Catholic majority in North for first time

Census: figures from NI expected to show historic shift.

Catholic majority in North for first time

On one street the sidewalks are painted in the British national colours. The town is called Londonderry by Protestants and Derry by Catholics. u
Larissa Schwedes/dpa/Alamy Live News

Experts expect the results of the 2021 census in Northern Ireland to show that Catholics outnumber Protestants in the territory for the first time ever when they are published later this week. The announcement is likely to have far-reaching implications in Northern Ireland, which has been politically dominated by a protestant-background majority since the partition of Ireland in 1921.

With Catholic-background voters tending to support Irish nationalist parties that promote reunification with the south, and protestant-background voters supporting unionist parties opposing such moves, the census results will likely be taken as predictive of a broader political shift. Weakening church attendance and religious affiliation, especially amongst the young, means however that such an impact may be more muted than previously expected.

The last census, held in 2011, showed Northern Ireland's population to split nearly equally between Protestants (at 48 per cent) and Catholics (at 45 per cent) while 7 per cent said they belonged to another religion or none. In 2001, the equivalent figures were 53 per cent Protestant and 44 per cent Catholic. Multiple factors are likely to affect the demographic shift, including a traditionally higher birth rate among Catholics and, more recently, immigation from Catholic-majority nations like Poland.

Historically many Census respondents have declined to state their religious affiliation, complicating assessments of the results.

A 2016 Labour Force survey pointed to a clear age differential in demographics, with 51 per cent of school-age children in 2011 being Catholic as opposed to 37 per cent Protestant. Amongst residents of working age 44 per cent were Catholic and 40 per cent Protestant. Only among the over 60s was there a majority of Protestants – 57 per cent, compared to Catholics on 35 per cent.

Although Northern Ireland has underwent a process of secularisation, this has been slower than in the UK, with over 80 per cent of respondents identifying as Christian in the 2011 census. Moreover, a drift away from religion has been more pronounced in traditional protestant areas, with Catholics more likely to maintain ties with the Church even if they cease to attend mass regularly. Particular areas – and in urban areas, even neighbourhoods – are associated with each religious group across Northern Ireland.

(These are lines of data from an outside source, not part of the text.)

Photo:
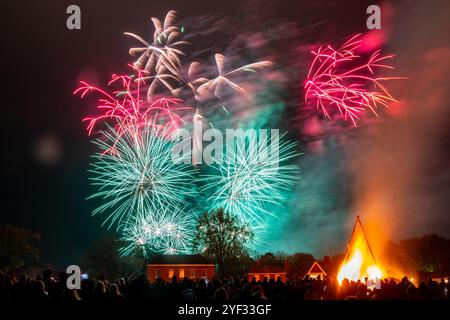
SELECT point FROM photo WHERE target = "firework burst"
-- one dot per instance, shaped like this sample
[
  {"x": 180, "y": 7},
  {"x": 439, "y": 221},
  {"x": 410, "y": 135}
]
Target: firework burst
[
  {"x": 124, "y": 107},
  {"x": 341, "y": 82},
  {"x": 249, "y": 184},
  {"x": 135, "y": 173}
]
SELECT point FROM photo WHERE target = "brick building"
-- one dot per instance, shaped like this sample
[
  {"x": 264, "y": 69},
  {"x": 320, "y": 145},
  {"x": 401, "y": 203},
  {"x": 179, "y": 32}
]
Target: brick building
[
  {"x": 182, "y": 266},
  {"x": 269, "y": 272}
]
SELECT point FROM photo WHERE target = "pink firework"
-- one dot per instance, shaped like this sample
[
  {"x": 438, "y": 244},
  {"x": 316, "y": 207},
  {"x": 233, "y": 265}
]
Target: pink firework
[
  {"x": 125, "y": 108},
  {"x": 342, "y": 82}
]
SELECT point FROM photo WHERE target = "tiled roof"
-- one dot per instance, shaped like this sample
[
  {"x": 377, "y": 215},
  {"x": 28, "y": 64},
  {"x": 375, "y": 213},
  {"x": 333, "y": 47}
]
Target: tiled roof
[
  {"x": 179, "y": 259},
  {"x": 267, "y": 269}
]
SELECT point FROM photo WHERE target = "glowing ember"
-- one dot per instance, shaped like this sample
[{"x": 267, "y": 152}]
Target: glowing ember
[{"x": 359, "y": 263}]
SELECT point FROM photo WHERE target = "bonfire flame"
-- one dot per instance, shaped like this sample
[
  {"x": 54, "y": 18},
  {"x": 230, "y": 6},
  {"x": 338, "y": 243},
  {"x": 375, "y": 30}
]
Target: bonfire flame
[{"x": 359, "y": 262}]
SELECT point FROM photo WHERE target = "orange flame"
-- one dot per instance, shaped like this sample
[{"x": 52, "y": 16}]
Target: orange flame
[{"x": 359, "y": 263}]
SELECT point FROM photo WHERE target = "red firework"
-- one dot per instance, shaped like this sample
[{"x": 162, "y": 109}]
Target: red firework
[
  {"x": 125, "y": 108},
  {"x": 342, "y": 82}
]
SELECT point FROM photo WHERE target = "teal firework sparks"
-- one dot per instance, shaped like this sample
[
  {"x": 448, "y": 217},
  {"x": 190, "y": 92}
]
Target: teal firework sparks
[
  {"x": 164, "y": 232},
  {"x": 253, "y": 181},
  {"x": 135, "y": 174}
]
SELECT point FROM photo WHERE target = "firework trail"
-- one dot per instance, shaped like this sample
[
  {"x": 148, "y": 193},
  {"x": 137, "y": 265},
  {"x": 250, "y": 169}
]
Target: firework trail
[
  {"x": 340, "y": 82},
  {"x": 166, "y": 232},
  {"x": 160, "y": 62},
  {"x": 125, "y": 108},
  {"x": 135, "y": 173}
]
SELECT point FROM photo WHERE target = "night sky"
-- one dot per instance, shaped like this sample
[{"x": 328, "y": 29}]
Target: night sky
[{"x": 46, "y": 149}]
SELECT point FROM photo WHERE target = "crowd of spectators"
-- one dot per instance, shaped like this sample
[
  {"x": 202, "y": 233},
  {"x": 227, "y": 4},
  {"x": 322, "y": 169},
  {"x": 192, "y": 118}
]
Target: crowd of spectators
[{"x": 47, "y": 289}]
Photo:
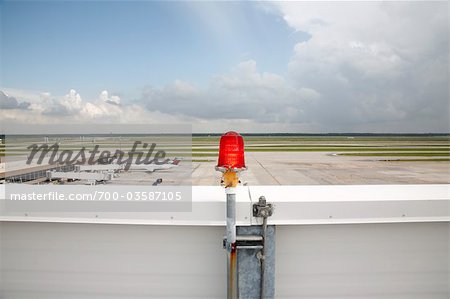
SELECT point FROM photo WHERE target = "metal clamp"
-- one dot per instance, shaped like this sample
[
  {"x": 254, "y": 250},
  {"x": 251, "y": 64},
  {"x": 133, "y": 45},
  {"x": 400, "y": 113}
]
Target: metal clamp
[{"x": 262, "y": 208}]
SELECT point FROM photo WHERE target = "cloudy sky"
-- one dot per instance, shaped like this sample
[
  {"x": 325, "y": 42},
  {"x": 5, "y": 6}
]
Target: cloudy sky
[{"x": 251, "y": 67}]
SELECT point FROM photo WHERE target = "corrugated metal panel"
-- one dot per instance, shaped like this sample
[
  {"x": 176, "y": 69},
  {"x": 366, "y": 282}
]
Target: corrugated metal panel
[
  {"x": 388, "y": 261},
  {"x": 377, "y": 261}
]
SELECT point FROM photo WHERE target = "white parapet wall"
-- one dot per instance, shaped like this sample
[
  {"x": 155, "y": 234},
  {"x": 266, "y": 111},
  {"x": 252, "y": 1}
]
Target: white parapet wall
[{"x": 374, "y": 241}]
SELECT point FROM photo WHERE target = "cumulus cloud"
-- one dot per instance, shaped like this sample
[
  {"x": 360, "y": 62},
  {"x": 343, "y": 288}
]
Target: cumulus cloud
[
  {"x": 373, "y": 63},
  {"x": 8, "y": 102},
  {"x": 243, "y": 94},
  {"x": 367, "y": 66},
  {"x": 113, "y": 99}
]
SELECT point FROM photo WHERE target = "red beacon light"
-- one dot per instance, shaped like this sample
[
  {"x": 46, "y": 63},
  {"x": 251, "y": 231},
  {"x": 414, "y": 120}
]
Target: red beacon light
[{"x": 231, "y": 153}]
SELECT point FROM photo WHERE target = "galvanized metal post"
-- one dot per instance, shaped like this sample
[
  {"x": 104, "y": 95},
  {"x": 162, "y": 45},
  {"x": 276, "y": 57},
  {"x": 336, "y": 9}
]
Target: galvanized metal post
[{"x": 232, "y": 279}]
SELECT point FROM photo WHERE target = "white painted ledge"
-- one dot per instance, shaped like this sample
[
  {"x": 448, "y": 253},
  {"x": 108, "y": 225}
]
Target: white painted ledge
[{"x": 294, "y": 205}]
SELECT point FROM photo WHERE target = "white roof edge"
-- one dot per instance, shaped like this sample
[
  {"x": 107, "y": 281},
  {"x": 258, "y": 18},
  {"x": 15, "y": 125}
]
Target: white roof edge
[{"x": 293, "y": 205}]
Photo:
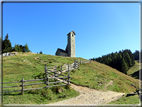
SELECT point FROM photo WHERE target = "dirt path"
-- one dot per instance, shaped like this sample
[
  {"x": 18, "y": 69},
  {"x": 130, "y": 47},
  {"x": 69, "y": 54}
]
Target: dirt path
[{"x": 91, "y": 96}]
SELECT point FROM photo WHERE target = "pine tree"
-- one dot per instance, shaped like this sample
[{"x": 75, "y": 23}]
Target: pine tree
[
  {"x": 124, "y": 66},
  {"x": 6, "y": 45},
  {"x": 26, "y": 48},
  {"x": 128, "y": 60},
  {"x": 0, "y": 45}
]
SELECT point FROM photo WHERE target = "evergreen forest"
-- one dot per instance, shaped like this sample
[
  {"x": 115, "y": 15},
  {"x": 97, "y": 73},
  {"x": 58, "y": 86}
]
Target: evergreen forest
[{"x": 121, "y": 61}]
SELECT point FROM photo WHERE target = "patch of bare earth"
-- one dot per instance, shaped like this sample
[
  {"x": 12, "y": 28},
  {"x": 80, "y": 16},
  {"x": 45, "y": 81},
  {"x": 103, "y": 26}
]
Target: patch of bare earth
[{"x": 91, "y": 96}]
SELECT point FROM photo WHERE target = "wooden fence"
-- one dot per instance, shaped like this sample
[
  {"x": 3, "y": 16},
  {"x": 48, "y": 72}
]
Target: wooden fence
[{"x": 51, "y": 73}]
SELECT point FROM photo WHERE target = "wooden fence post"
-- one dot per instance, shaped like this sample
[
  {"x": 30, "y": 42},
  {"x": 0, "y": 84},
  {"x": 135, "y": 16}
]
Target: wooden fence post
[
  {"x": 74, "y": 64},
  {"x": 22, "y": 85},
  {"x": 61, "y": 69},
  {"x": 78, "y": 64},
  {"x": 68, "y": 75},
  {"x": 47, "y": 80}
]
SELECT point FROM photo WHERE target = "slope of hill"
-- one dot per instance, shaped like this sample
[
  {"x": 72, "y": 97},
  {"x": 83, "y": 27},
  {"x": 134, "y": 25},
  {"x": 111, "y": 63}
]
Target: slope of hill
[
  {"x": 134, "y": 71},
  {"x": 93, "y": 75}
]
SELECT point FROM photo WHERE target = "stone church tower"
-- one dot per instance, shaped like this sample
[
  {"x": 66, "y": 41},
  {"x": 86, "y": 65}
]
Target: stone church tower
[
  {"x": 70, "y": 48},
  {"x": 71, "y": 44}
]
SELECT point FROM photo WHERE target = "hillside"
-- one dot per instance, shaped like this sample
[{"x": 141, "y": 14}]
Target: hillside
[
  {"x": 134, "y": 71},
  {"x": 93, "y": 75}
]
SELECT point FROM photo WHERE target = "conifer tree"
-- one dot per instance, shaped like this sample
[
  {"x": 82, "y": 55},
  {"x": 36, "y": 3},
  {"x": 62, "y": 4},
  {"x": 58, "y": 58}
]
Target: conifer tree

The statistics from the 2021 census have been delayed due to the death of the Queen, but will be released Thursday 22 September. The data being released this week will include information on ethnic group, national identity, language and religion. They coincide with a turbulent period of politics in the region,with the Irish-nationalist Sinn Féin  winning Northern Ireland’s devolved elections in May this year, the first time any pro-unification party has topped the poll.